Katzenschlaue blaue Wunder
Damit zurück zu Ralph Bänzigers Vernissagen-Rede: Das Art Dock Zürich sei Heimat-, Zufluchts- und Begegnungsort für Künstler:innen, «und diesen Ort brauchen die Künstler:innen». Hier, mitten in Zürich, könne es noch zu- und hergehen wie einst in den Pariser Salons, wo sich die Künstler:innen trafen, sahen, woran die anderen gerade arbeiteten, Gedanken und Ideen austauschten und derart gestärkt zurück in ihre Ateliers gingen und den Pinsel mit neuem Schwung ansetzten. Aber eben: Das kann es nur, wenn Art Dock erhalten bleibt. «Zum Erwirken von blauen Wundern braucht es katzenschlaue Überlebensstrategien», sagt Ralph Bänziger.
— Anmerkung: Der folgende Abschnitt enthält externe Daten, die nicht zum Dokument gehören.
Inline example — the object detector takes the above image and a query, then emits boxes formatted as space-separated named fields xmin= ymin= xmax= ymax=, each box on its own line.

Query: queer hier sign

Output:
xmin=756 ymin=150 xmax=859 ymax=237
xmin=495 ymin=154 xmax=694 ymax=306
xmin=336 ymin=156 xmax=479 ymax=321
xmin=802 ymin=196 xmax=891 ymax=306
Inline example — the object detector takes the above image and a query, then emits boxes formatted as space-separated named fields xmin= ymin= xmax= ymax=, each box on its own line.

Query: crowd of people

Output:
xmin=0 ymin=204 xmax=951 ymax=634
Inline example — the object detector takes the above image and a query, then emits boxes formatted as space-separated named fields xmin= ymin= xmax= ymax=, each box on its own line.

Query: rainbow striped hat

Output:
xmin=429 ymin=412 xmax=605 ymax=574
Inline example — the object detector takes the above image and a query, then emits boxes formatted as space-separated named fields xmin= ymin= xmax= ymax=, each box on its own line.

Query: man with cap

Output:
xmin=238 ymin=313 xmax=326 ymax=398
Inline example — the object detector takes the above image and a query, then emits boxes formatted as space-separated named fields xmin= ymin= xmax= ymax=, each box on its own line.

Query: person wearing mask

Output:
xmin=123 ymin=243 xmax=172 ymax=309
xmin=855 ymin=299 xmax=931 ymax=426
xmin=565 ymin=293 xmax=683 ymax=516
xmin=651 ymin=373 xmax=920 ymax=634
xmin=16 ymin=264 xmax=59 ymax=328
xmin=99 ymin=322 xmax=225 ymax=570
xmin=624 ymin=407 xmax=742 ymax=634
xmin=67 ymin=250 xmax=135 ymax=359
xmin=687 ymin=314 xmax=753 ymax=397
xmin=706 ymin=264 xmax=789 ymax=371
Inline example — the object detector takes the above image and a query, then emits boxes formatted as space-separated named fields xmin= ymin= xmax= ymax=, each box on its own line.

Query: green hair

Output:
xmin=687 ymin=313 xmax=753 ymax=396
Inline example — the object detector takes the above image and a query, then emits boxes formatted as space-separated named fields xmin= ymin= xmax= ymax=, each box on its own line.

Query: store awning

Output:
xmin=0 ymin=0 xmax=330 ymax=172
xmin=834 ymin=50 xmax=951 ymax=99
Eine Katze hat 6 Leben bei den Arabern, 7 Leben in Europa, 9 Leben bei den Angelsachsen – und 10 Leben «in der kreativen Neo-Mythologie von Art Dock». Und die blauen Wunder? Das erste blaue Wunder datiert er auf 1969, als es gelang, das Werk von Otto Müller zu retten, das zweite, als 2000 das Werk von Trudi Demut dazukam, und das dritte, als 2001 die Stiftung Demut/Müller gegründet wurde. Heute ist die Sammlung Otto Müller/Trudi Demut eine der Konstanten im Art Dock. Das vierte Wunder waren das Manifest der Zürcher Kunst und die Gründung des Trägervereins Art Dock, das fünfte die Verlegung in die Güterbahnhofhallen. Das sechste blaue Wunder geschah nach der Verhinderung des Abrisses – der Zirkus bekam die eine Halle des Art Docks, dem künftig entsprechend weniger Platz blieb. Das siebte Wunder war die Wiederauferstehung mit den sechs Plattformen von autonomen Kurator:innengruppen und deren Selektionen (siehe P.S. vom 12. Dezember 2025). Das achte Wunder ist die Verlängerung bis im Sommer 2027 – und vielleicht folgt ja gar das neunte blaue Wunder, die Verlängerung um sieben bis zehn oder gar mehr Jahre. Andernfalls beziehungsweise als Worst-Case-Szenario mit Auszug und Abriss der Hallen könnte sich Ralph Bänziger den Umzug in den bald frei werdenden Schlachthof vorstellen. Wobei er natürlich auch mitbekommen hat, dass es dort ebenfalls um Food gehen soll und nicht um Kunst.
Ins beste Licht getaucht
Umso mehr lohnt es sich, die Kunst im Art Dock zu geniessen, solange sie noch dort zu finden ist: Die Ausstellung «Impact Spring 26» umfasst 45 Positionen. In der Oblichthalle schwebt der über 30 Meter lange Fries von Kwang-ja Yang. Sie arbeitet darin ihren Lebensweg und den Koreakrieg auf, den sie als Mädchen miterlitten hat. Eine faszinierende Holzskulptur von Adrian Büttikofer profitiert speziell vom natürlichen Licht, das die Halle durch die Oblichter erreicht. Vor dem imposanten Werk von Vincenzo Baviera mit einer Metallkugel, die auf ihrer filigranen Konstruktion rollt, lässt es sich gut sinnieren. Sie rollt nämlich nur, wenn sie angestossen wird… Auf der Galerie finden sich 20 Positionen in der Ausstellung «Reality Retrospective». Auch den bereits in der Pandemie gestarteten «Kunstmeter» gibt es noch, er umfasst über 100 Positionen. In Gedenknischen für verstorbene Kunstschaffende finden sich über 20 Positionen, unter anderen von Jürg Altherr, Hannes Bosshard, Claus Bremer, Lilly Keller oder Elsie Wyss. In der Gleisallee mit 2200 Werken sind die Oeuvres von Trudi Demut und Otto Müller zuhause. Weiter finden sich dort Werkgruppen von Wahlverwandten. Genug Zeit einplanen, lautet die Losung. Es lohnt sich.